Y aguzó el oído, pero el silencio en la habitación era definitivo, y hasta el gemido del viento y el ladrar de los perros se habían dejado amansar por el toque de queda. Sólo encontró un nido de congoja en su pecho y el olor remoto a goma de borrar y lápices mordidos. Y como creía en las virtudes premonitorias de los sueños, se dijo que lo mismo era que en su cuerpo ardían aún los rescoldos de alguno. De modo que para avivarlo abandonó la cama, encendió la luz triste de la bombilla que colgaba del techo y fue a sentarse en el sillón de orejeras, donde en las noches de insomnio acostumbraba a reflexionar acerca de los enigmas de la vida, casi siempre sin éxito.

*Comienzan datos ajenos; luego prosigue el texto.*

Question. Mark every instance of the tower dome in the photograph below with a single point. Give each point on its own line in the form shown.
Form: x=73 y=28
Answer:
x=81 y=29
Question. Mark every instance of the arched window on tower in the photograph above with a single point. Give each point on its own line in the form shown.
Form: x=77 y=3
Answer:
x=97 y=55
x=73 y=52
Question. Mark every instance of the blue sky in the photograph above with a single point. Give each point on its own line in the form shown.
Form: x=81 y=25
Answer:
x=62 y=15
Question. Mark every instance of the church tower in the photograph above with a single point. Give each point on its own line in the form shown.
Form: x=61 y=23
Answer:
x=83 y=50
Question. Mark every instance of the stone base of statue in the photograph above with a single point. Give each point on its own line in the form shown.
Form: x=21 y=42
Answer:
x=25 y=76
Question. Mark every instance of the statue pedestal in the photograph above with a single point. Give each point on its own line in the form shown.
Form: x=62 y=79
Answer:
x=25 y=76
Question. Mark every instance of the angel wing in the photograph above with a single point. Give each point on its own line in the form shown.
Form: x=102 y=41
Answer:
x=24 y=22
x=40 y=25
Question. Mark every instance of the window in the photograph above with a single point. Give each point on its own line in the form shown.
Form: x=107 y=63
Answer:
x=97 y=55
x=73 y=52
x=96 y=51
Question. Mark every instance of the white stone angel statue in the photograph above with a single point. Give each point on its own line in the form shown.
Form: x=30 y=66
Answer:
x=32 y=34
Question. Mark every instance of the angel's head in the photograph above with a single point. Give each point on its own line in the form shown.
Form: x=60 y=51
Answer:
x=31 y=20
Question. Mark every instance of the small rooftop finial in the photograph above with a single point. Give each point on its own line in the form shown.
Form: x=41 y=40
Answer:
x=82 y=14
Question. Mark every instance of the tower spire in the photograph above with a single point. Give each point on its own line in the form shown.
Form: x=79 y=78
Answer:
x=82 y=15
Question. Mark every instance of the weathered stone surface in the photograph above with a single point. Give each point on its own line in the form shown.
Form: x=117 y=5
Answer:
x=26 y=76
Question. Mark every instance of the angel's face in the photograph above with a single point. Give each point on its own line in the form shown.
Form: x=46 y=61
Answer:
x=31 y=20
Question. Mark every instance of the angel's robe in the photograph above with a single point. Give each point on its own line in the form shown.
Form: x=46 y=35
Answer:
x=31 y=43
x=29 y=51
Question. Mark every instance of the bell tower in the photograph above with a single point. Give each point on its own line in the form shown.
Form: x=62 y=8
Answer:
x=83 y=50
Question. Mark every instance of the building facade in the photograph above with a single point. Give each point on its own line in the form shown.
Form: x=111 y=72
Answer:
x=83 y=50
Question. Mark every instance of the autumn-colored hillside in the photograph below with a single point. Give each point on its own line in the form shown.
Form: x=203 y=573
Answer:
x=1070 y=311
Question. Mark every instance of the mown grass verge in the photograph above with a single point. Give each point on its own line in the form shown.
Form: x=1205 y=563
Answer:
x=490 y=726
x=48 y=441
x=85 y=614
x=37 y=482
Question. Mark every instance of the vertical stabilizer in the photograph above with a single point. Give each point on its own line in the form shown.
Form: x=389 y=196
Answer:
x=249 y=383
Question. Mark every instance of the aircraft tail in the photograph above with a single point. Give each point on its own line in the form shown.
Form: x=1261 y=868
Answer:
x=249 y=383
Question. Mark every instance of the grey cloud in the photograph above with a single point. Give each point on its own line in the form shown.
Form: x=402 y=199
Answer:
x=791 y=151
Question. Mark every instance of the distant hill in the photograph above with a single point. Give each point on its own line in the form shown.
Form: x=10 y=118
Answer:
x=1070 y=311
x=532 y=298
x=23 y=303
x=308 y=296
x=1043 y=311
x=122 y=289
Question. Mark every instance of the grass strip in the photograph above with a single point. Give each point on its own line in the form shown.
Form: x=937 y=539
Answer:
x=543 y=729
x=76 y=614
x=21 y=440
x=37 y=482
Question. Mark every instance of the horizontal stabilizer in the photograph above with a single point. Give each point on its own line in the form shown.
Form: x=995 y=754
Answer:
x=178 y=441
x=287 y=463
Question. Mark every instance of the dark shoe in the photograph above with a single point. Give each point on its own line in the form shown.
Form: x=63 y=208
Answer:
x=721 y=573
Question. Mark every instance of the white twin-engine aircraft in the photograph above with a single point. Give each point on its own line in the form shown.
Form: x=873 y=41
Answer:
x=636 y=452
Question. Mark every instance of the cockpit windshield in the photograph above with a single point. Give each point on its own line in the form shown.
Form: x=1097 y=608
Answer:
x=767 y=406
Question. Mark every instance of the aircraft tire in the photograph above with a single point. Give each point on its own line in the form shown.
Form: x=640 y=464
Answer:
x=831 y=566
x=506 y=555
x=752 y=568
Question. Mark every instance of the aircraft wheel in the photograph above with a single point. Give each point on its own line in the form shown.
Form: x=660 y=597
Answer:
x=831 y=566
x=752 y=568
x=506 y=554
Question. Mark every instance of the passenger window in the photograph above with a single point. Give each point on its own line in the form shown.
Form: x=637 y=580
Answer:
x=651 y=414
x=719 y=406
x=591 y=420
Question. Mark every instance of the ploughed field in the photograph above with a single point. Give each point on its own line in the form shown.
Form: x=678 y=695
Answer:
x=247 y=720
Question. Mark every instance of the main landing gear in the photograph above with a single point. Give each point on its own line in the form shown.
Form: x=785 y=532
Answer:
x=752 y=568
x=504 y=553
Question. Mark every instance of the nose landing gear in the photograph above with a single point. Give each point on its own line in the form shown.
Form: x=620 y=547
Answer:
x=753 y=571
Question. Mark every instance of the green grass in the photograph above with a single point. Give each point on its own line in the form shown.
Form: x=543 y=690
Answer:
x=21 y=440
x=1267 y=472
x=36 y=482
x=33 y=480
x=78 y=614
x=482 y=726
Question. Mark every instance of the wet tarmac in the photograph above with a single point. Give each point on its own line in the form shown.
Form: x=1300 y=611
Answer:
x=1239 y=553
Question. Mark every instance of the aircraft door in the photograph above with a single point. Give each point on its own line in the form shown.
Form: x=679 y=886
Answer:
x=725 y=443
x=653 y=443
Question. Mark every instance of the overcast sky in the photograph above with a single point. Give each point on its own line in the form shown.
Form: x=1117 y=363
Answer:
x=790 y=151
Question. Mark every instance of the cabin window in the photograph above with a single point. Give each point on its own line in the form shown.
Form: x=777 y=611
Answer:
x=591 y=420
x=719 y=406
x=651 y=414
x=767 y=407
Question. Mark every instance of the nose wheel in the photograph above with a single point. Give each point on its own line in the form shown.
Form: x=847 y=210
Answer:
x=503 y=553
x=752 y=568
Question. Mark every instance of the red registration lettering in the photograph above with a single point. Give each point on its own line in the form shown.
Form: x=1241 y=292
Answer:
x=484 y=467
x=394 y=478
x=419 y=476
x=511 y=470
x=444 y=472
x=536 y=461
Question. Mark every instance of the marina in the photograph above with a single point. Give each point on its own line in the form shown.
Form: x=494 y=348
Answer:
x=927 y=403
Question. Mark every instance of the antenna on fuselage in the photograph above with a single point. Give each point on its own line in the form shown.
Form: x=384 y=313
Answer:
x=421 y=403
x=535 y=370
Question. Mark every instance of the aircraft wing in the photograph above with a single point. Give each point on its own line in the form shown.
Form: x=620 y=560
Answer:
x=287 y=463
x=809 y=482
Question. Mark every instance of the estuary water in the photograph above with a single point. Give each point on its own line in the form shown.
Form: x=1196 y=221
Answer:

Y allí, en la penumbra del dormitorio, sentado en el sillón de cuero marrón ya percudido, dejó Prudencio que sus ojos desvelados se pasearan por la decoración austera y destartalada de solterón sin remedio: por la mesa coja con el hule a cuadros verdes desvaídos, por las tres sillas disparejas en forma y color, por el armario de puertas desencajadas; y luego los cerró para concentrarse y buscar un resquicio que le condujera al sueño que había perdido. Pero es el olor a sudor infantil y madera antigua el que viene en su ayuda, y se ve chiquito, sentado en el pupitre de la escuela, con su mandilón a rayas verdes y blancas del parvulario, siguiendo con el dedo diminuto las primeras líneas de El Quijote, mientras don Augusto, más conocido entre los alumnos como el tuerto por su ojo de cristal, le mira desde la tarima con el ceño pensativo, afilándose el bigote de mosquetero, para alzar luego su mano de esqueleto y decirle alto ahí Prudencio y explícame qué es lo que acabas de leer. Y Prudencio se queda sin saber qué decir, con la cara boba mirándole el ojo de cristal, que es no obstante el más enfático, sin saber cómo decirle a don Augusto que no sabe lo que es un hidalgo, ni una adarga, ni un rocín, que el texto entero, todo él, carece de sentido. Y Prudencio se encoge en su silencio culpable para que don Augusto le imponga la penitencia de copiar veinte veces aquellas palabras que aún, como un enjambre de abejas asustadas, zumban en sus oídos de niño. "No te castigo por no saber, sino por no preguntar, pues no hay peor ignorante que el que no quiere aprender" sentencia el maestro con su voz de barítono decadente.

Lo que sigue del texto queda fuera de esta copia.